Wie so gut wie alle Kinder meiner Generation war ich fast von Geburt an ein Popmusikfan – & als ich Teenager wurde, wollte ich den Sprung vom Zuschauer zum Mitwirkenden wagen. Ein großer Sprung. Dieses Schulheft ist also ein sehr wichtiges Dokument. Es sind meine Schriftrollen vom Toten Meer – der Anfang meiner künstlerischen Laufbahn – & es beginnt mit …

Die Übersetzungen der Texte aus den Abbildungen finden sich im Kapitel »Übersetzungen«.

… Kleidung.

»Die meisten Gruppen haben einen bestimmten Kleidungsstil, der unweigerlich von ihren Fans nachgeahmt wird. Die Pulp-Garderobe sollte aus Folgendem bestehen …«

»Ein verdammter Moderatgeber?« Das war meine erste Reaktion, als ich diese Worte las. Aber das sind die Gedanken meines heutigen Ichs. Das hier sind eindeutige Beweise. Primärquellen. Originalartefakte. Alles hat Bedeutung.

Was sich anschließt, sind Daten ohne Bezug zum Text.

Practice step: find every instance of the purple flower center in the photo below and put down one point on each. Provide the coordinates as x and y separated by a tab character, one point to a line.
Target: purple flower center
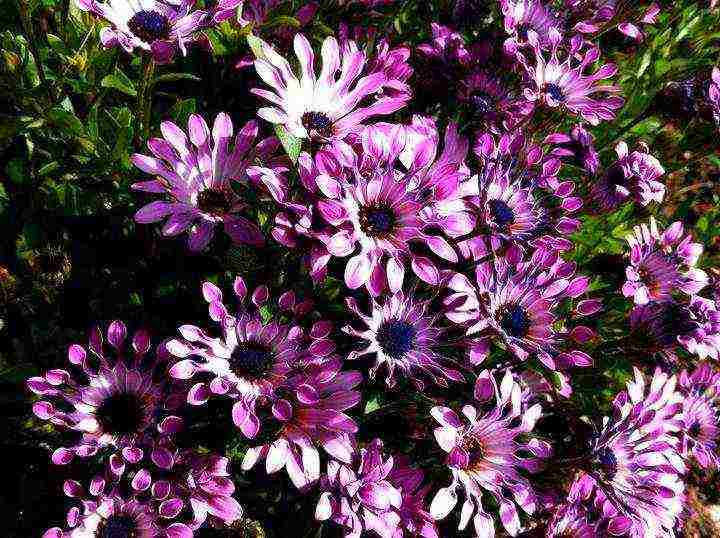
555	91
251	360
118	527
396	338
214	202
149	25
501	212
515	321
607	462
122	413
377	221
317	122
483	102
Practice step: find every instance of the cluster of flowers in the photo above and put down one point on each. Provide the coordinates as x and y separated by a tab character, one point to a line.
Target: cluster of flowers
396	200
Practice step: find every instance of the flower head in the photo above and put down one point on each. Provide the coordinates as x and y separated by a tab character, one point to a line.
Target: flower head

Keine Widerrede. Sogar das Kaugummi (vielleicht sogar gerade das Kaugummi).

Hier oben stellen wir uns der Vergangenheit nach ihren eigenen Regeln. Kein Revisionismus. Also schauen wir noch mal hin: Was kann uns dieser Leitfaden zur »Pulp-Mode« verraten?

Nun, er rückt das Image in den Mittelpunkt dieses anstehenden kreativen Abenteuers.

Das erinnert an die Northern-Soul-Szene, die gerade eben anlässlich des Wigan-Casino-Aufnähers Thema war – aber bedeutsamer für mich war, dass nur wenige Jahre, bevor ich diesen Stilführer schrieb, Punkrock passiert war.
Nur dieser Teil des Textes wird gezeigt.